Obituaries highlighted above anything else his 1980 play Translations.  I haven’t forgotten the way it has the English ordnance survey in 1833 fixing alien Irish place names with easy to handle English equivalents, the immediate use of which enabled them to direct military operations and oppression efficiently.  Or the one map-making soldier finding the only language he had in common with an Irish girl was a tentatively exchange of Irish place names, which is how we leave them until she artlessly reveals that the process has continued as she tells her mother the names of all the north Norfolk villages around his home.

Meanwhile, this weekend our garden doesn’t know whether it is late autumn (the shrub on the left still has its final leaves to lose) or early spring (the one of the right is already in blossom), and there are other examples of the same confusion along the streets near-by.  The partial job done by our categories, labels and maps is essential to carry our love and our understanding - but it is not enough, and it is dangerous when we think it is where we find our whole truth. 

Tuesday 1 December 2015

Our War Zone


The Pope has visited the war-torn Central African Republic and the ubiquity of the ludicrous headline ‘The first Pope to enter an active war zone’ (which I’ve found at the BBC, in the religious press and internationally) must, I suppose, mean it was a clever ‘attention grabbing’ line from a Vatican Press Release which has initially been uncritically bought into by most reporters, although a quick search a few days later shows that most have toned this down with something like ‘in living memory’.  

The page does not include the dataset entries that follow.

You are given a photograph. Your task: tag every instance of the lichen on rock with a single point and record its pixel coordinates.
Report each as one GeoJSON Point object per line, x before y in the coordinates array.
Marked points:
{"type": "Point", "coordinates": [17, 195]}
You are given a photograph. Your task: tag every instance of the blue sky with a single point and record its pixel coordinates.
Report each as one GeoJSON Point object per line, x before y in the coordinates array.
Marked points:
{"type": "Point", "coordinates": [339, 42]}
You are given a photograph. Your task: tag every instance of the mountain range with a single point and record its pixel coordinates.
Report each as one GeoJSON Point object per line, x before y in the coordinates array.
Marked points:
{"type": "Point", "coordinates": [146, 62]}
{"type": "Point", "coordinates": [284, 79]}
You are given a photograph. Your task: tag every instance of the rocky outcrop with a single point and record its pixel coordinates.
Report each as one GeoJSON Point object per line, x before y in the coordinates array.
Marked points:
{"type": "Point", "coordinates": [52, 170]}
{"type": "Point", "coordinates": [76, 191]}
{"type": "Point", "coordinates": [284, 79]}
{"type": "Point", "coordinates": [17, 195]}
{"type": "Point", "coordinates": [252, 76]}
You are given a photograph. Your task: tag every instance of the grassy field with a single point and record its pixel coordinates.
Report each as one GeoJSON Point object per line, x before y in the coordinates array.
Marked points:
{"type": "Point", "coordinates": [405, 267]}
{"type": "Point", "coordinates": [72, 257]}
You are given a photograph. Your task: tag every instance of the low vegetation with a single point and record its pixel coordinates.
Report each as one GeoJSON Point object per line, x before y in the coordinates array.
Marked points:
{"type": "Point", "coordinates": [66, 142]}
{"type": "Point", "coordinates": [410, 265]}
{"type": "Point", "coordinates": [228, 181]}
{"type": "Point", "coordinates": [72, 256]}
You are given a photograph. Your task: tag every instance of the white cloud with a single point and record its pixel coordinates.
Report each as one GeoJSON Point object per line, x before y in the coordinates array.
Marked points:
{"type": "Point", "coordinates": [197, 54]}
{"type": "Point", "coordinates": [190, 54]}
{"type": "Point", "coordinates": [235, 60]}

My second thought was that the truth is that, from the barbarians working their way down Italy repeatedly to sack Rome in the fifth century to the Allied troops working their way up Italy to liberate Europe one and a half thousand years later, it is as often the war zone which has come to a Pope as a Pope who has gone to a war zone.  

But my present obvious thought is that he and we all live in a war zone now, not because terrorism continues to brings the consequences of war to European capital cities, but because everything from drones (many ‘driven’, as it happens, from Lincolnshire air bases) to the present on-line lobbying of MPs ahead of their vote on bombing Syria means war no longer happens elsewhere for anybody.